That's actually the standard criterion for statistical hypothesis testing.
Equations and numbers. :)
That jogs the memory. I think I'm going to get the hang of how to do this stuff again.
Looking at both images at the same time, you concluded you preferred B. Say I am the image store and you choose to buy B to take home and enjoy. You pay the money and I slip B into the sack and off you go. At home, you take it out. As it happens, I accidentally gave you A. How will you ever know if you can't tell the difference when looking at them separately?
If there was no swap delay, anyone who could see the differences side by side, would get it right 100% of the time. The long delay just makes this test silly, because it's like listening to a headphone, then rapidly taking it off your ears, and then pluging in the next one to find the differences. This is not standard ABX at all.
So do you think the ABX/blind tests I linked to at the start of this thread are properly executed?
To me delay is an issue that varies on how well you think you can remember sound. If it familiar test tracks and you listening for specifics, I say you can go a long time between switches. If you are unfamiliar with the music, then the less time the better.
In any case if there really were the differences that audiophiles describe them, hearing the differences should be easy.
Not only that, but you only get to see A and B at the very beginning and cannot refer back to A and B during the test. So you get to see A and B at the beginning (better commit them perfectly to memory) and then get to see 20 versions of X one at a time for the duration of the test. A proper ABX test would allow you to refer back to A and B at any time that you want.
An ABX test should be designed so that you are testing whether the subject can detect a difference and properly match X with A or B. The test should be designed to minimize other factors that may influence the test.

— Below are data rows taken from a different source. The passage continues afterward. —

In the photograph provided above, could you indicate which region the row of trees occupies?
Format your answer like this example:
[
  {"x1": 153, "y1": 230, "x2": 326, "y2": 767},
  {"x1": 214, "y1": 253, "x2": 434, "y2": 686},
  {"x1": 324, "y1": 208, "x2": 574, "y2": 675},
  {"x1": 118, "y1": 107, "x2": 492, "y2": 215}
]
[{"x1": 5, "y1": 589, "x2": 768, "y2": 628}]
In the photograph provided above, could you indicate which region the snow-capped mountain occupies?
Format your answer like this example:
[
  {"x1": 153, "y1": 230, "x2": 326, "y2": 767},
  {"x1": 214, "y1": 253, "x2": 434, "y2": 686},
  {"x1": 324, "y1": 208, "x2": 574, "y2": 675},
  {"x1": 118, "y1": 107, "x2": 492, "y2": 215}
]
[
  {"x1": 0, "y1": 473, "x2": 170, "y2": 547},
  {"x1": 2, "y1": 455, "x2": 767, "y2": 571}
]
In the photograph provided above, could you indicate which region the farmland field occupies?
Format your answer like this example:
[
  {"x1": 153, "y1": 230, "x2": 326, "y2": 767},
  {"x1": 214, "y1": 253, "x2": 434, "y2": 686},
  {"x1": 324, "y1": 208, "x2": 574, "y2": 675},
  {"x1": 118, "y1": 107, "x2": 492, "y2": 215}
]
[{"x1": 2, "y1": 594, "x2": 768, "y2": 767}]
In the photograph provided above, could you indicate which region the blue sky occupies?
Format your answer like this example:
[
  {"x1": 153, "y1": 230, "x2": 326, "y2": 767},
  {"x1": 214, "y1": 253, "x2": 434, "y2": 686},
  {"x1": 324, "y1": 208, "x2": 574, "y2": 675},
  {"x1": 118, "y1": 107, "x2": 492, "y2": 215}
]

The ABX test by Sieveking introduces a source of error due to forcing you to memorize the colors of A and B for the duration of the test. The test becomes more of a psychology experiment on color memory than a proper ABX test to show whether you can or cannot detect a difference between A and B.
The Sieveking ABX test is an example of how not to design a proper ABX test.
There is always going to be some amount of a psychology experiment component to an ABX test relating the memory of audio (or in this case color) and other psychology experiment factors. The goal when designing an ABX experiment should be to minimize those other factors not maximize them. The Sieveking test chooses to try to maximize the influence of color memory rather than minimize that influence.